An important measurement for a soccer player’s development is how much skill s/he learns that “carries on” to the next team they will join. In other words, as players grow, mature and change teams and levels, the main question remains:
How much of what they’ve learned in the past is useful to them in the future?
The best way to improve a player’s skills or technique ability is through constant repetition and high intensity of contact with the ball. Games provide very limited technical benefits since players don’t get many touches on the ball. When you have 22 players sharing one ball, each player only gets on average 20-40 ball touches per game. In fact, depending on position and amount of minutes played, some players only touch the ball 10-20 times per game. This should not be our coaching philosophy of developing players.
In a well structured practice that is geared towards technical development, players would typically touch the ball hundreds of times in one single practice. By keeping the player-to-ball ratio small (1:1 through 4:1) and using small-sided games, each player would easily accomplish 200-400 touches, and often even more, in a 90 minute practice session. The coach’s role is to provide players an environment where they can get challenged, learn, and excel so they can achieve their potential. It is obvious that practices provide much better technical development than games.
In terms of tactics, in a well constructed practice, under the guidance of a knowledgeable coach, the potential for learning how to solve soccer tactical problems is enhanced by more repetition and more scope for the coach to provide feedback. The use of small-sided activities further increases the learning opportunities. Great coaches understand the tactical side of the game but most importantly know how to explain and pass that knowledge to the players.
A quality practice will be more effective at teaching the tactical principles than a game. Games improve team cohesion and teach players functional roles. But since cohesion and functional roles are to a large extent team-specific, the long term benefits from games are limited. Also, when players are tactically intelligent, cohesion and roles are easy to teach and it doesn’t take many games to accomplish.
Again, it should be clear that practices have a much bigger impact on the technical and tactical development of players than games. Players experience many more touches on the ball and more learning moments in practices compared to games. In fact, the number of ball touches in games for each player is practically negligible. Hence, practices should outnumber games by a large ratio.

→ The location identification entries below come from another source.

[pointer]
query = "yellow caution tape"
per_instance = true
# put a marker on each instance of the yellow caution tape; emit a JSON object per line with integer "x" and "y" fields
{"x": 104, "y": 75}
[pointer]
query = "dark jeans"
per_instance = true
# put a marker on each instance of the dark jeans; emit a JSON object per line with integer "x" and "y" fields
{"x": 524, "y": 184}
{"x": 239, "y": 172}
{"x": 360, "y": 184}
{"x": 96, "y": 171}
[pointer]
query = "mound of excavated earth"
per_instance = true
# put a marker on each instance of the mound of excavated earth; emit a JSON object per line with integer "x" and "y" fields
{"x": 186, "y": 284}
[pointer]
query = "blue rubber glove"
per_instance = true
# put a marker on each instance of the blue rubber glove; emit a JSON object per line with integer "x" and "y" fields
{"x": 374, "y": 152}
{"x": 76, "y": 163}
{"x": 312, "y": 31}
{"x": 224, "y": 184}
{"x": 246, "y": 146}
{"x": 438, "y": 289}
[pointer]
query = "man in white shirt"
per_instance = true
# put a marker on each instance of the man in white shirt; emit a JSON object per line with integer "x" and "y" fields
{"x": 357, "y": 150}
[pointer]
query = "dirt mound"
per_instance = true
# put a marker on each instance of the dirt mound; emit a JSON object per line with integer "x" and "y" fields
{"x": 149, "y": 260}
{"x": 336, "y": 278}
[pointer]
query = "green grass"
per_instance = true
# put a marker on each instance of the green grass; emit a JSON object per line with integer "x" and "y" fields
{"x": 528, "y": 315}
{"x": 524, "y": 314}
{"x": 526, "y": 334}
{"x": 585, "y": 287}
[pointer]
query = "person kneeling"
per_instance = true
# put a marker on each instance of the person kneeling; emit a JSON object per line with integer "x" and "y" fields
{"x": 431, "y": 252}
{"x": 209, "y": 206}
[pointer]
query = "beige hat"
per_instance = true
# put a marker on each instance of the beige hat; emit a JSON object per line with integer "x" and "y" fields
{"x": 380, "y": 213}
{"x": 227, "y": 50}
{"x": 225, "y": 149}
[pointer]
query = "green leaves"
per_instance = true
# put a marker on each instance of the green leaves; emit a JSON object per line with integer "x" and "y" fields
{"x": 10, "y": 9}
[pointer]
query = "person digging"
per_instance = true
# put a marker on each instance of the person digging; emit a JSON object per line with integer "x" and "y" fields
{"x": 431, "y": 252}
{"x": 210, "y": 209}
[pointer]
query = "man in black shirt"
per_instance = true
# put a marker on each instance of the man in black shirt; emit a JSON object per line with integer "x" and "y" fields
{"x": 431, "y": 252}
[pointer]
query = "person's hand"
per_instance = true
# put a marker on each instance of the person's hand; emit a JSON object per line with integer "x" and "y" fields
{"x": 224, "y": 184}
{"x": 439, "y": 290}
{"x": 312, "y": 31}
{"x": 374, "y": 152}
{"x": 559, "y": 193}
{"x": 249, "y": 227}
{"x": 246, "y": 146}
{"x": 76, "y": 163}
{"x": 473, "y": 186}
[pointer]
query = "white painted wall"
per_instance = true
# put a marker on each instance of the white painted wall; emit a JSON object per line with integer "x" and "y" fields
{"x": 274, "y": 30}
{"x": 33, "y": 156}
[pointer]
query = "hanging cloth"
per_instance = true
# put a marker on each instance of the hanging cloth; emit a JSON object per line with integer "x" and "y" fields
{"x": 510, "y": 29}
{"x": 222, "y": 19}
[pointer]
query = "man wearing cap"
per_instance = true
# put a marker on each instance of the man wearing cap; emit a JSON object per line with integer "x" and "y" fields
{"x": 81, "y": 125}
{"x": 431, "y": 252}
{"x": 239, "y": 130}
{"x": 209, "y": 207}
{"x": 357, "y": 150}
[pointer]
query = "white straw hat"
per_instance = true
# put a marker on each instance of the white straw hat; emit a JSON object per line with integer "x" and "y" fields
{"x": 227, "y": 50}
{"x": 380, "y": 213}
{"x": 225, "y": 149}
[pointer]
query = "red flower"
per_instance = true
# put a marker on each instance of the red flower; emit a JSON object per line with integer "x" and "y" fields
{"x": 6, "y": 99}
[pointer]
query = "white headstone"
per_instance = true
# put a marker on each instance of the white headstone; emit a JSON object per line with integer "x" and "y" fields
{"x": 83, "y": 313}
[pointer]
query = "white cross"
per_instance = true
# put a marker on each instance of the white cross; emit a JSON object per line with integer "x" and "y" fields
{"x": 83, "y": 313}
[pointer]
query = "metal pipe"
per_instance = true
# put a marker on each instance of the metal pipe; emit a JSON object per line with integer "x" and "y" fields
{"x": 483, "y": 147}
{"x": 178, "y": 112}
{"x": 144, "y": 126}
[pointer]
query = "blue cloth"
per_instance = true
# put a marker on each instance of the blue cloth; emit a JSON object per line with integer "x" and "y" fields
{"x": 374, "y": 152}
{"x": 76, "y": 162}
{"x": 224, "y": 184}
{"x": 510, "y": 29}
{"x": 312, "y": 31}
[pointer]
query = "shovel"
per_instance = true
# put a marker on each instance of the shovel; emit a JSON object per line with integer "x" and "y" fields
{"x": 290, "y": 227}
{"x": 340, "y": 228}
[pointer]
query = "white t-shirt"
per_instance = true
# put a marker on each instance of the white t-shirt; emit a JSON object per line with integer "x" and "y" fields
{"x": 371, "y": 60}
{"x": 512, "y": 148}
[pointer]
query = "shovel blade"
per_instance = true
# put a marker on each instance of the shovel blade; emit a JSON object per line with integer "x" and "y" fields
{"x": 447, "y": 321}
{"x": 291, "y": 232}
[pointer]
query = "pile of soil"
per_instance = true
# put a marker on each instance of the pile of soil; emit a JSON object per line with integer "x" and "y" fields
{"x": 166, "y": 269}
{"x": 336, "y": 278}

In conclusion we believe practices are more conducive to long term technical and tactical development since they provide the skill foundation that is transferable from team to team and from level to level. Where games tend to develop ‘perishable’ benefits, such as team cohesion and match fitness. Games are the ultimate test for players to try out executing their skills and ideas at game speed situations. When players succeed in those situations they become more comfortable and their confidence increases. Training and games go hand in hand because one without the other would not complete our athletes from a technical, tactical, physical or psychosocial aspect. We truly hope that players and parents have a much better understanding on the importance of training and the impact it has on developing quality athletes without ignoring the games.